Pernyataan itu disampaikan dalam Rapat Koordinasi Kesiapan Penyelenggaraan Angkutan Lebaran 2026 yang digelar di Semarang.
"Jawa Tengah memiliki posisi strategis sebagai daerah asal, tujuan, dan koridor utama arus mudik dan balik. Oleh karena itu, semua pihak harus bersinergi agar mudik tahun ini berlangsung aman, selamat, dan lancar," tegas Menhub.
Baca Juga: Daun Bidara Makin Populer, Ini Sederet Manfaatnya bagi Kesehatan!
Dalam rakor tersebut, Menhub menekankan beberapa fokus utama:
- Kesiapan infrastruktur seperti jalan, stasiun, pelabuhan, dan bandara.
- Pengaturan lalu lintas untuk meminimalkan kemacetan di titik-titik rawan.
- Dukungan masyarakat agar akses ke simpul transportasi lebih mudah.
- Program khusus seperti mudik gratis dan penerapan flexible working arrangement (FWA) di kantor-kantor pemerintah.
Menhub juga mengingatkan adanya potensi gangguan, termasuk kemacetan di lokasi wisata, perlintasan sebidang, dan titik rawan bencana seperti banjir yang bisa menghambat arus mudik.

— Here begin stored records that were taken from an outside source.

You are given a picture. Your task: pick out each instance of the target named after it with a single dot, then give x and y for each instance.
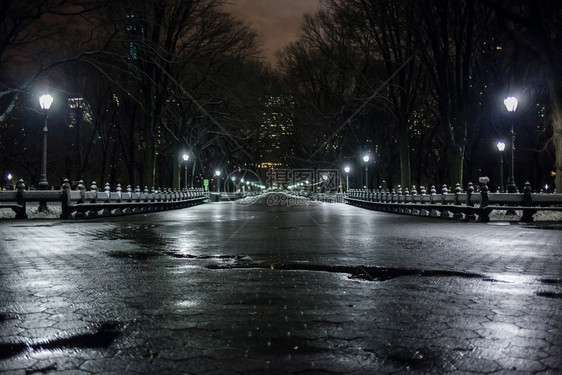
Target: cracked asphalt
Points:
(227, 288)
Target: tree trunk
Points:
(404, 150)
(556, 117)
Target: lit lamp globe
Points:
(45, 101)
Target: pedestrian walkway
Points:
(228, 288)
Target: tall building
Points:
(275, 140)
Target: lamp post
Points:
(366, 160)
(218, 174)
(511, 105)
(346, 170)
(501, 147)
(45, 102)
(185, 160)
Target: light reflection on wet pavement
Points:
(326, 288)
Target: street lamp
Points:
(218, 173)
(45, 102)
(511, 105)
(501, 148)
(346, 170)
(185, 159)
(366, 160)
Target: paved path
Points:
(229, 288)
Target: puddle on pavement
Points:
(368, 273)
(551, 281)
(102, 338)
(142, 234)
(136, 255)
(550, 295)
(415, 360)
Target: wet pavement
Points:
(324, 288)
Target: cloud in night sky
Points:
(277, 22)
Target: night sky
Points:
(276, 21)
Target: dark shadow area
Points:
(101, 339)
(356, 272)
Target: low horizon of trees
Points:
(417, 84)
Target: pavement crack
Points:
(102, 338)
(361, 272)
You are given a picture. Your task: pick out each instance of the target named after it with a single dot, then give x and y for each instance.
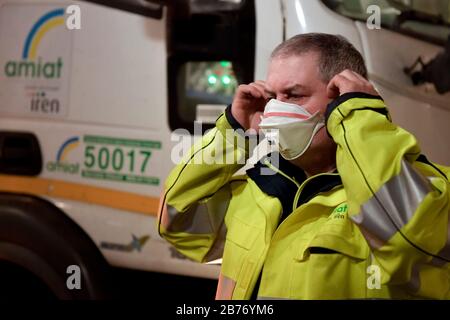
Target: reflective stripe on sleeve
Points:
(394, 203)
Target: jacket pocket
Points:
(329, 265)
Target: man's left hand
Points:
(349, 81)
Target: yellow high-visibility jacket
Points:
(376, 228)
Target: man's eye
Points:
(296, 96)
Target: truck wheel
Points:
(40, 241)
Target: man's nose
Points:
(282, 97)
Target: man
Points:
(357, 213)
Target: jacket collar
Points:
(279, 185)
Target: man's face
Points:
(296, 79)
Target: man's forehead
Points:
(285, 87)
(290, 71)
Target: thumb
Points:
(332, 89)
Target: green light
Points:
(212, 79)
(226, 80)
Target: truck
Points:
(96, 98)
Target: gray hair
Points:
(335, 53)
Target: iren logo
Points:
(30, 66)
(61, 164)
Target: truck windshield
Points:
(424, 19)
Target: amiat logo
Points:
(62, 164)
(31, 66)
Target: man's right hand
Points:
(248, 104)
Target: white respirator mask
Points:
(291, 126)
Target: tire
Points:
(42, 239)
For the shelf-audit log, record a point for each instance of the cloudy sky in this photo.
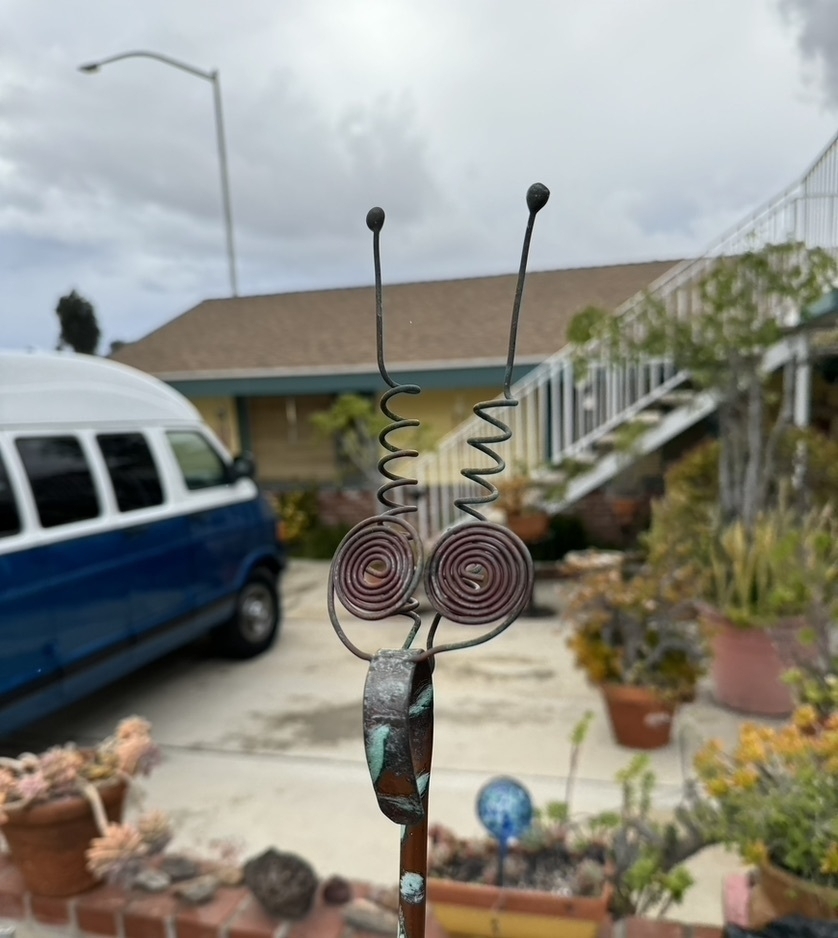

Berdasarkan survei awal, Jawa Tengah diprediksi menjadi provinsi tujuan favorit nasional selama Lebaran 2026. Estimasi total pergerakan masyarakat diperkirakan mencapai 38,7 juta orang, menjadikan provinsi ini sebagai titik kritis pengaturan arus transportasi.
"Kunci suksesnya adalah sinergi antara Kementerian Perhubungan, pemerintah provinsi, dan DPR melalui Komisi V. Kami ingin semua pemudik bisa mencapai tujuan dengan aman dan nyaman," tambah Menhub.
"Jawa Tengah bukan sekadar provinsi transit, melainkan simpul vital pergerakan pemudik di Pulau Jawa dan nasional. Persiapan yang matang dan koordinasi antarinstansi menjadi faktor penentu lancarnya mudik Lebaran 2026" tutupnya.